Check the chemicals and avoid2,4-D because campanulas are already resistant. The best time to apply herbicides is in late spring or early fall, when the weather is more favorable. If it’s windy or rainy, the herbicide won’t have a chance to reach the plants in time.

You should also check the chemicals and avoid 2,4-D as campanulas are already resistant to this chemical.. Late spring or early fall are ideal times to spray weedkillers since conditions are favorable for them. The day should not be windy or rainy so that the plants have time to encounter the pesticide.

Keeping in mind that most campanula cultivars are self-seeding is important. Campanula seeds germinate in the same conditions as any other plant seed. You may be able to control this situation by stopping the seed capsules from developing and removing the faded blossoms.


Campanulas, like other unwanted plants, can be found in gardens. It’s important to know how to remove campanulas, even if they are beautiful blooms. This is especially true if they are taking over the garden and causing problems for the other plants. Pests and diseases thrive in an untidy garden, so it’s important to keep it that way.

You can always monitor the location and remove the seedlings and roots of campanulas to lessen their numbers. This will help you get rid of them quicker instead of getting overwhelmed by the foliage. Then, you can do a spot treatment with glyphosate or a broad treatment with dicamba.

Campanulas can be controlled by keeping an eye on the area and removing seedlings and roots as needed. Rather of being overpowered by the foliage, this will let you get rid of them faster. Glyphosate can be used on specific areas, or dicamba can be used more broadly.

Campanula glomerata (Clustered Bellflower)

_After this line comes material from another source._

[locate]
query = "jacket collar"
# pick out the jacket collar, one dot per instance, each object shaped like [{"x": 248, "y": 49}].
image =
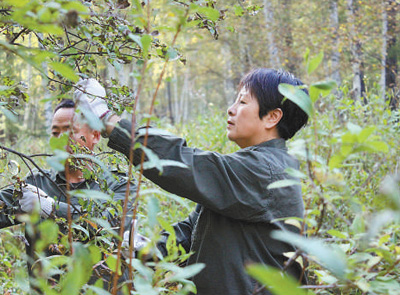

Campanulas can be controlled by keeping a close eye on the area and removing seedlings and roots as necessary. Instead of being overwhelmed by the leaves, you’ll be able to get rid of them much faster this way… Glyphosate can be used locally, while dicamba can be applied broadly.

While some gardeners like to let the plant thrive in regions where other plants may not grow, others prefer to keep it under control and prevent it from spreading too far. It sounds like the other plants in your yard are suffering because of the invasive creeping bellflower in your instance, therefore you’ll want to remove it. While it’s impossible to completely remove or control it, here are some options:

  • Remove any new branches that appear, as well as the root itself, as much as feasible. Removing brand-new plants is the simplest task.
  • Remove as much of the root as possible by digging or pulling it out. When the earth is wet, such as after a shower or watering, it is considerably easier to pluck weeds.
  • To prevent self-seeding, remove the seed heads from the blooms.
  • Composting the plant components will result in the growth of new plants, thus avoid doing so. Toss them in the trash.
  • Be on the lookout for tiny seedlings of the bellflower when you buy fresh plants and eliminate them.
  • Keep an eye out for Campanula rapunculoides when you buy wildflower seed mixtures.

The most difficult part of eliminating the weeds is locating and removing all of the root bits. Getting rid of the plant will most likely require several years of dedication and perseverance.

I wish you the best of luck in your efforts to manage or eradicate those annoying bellflowers!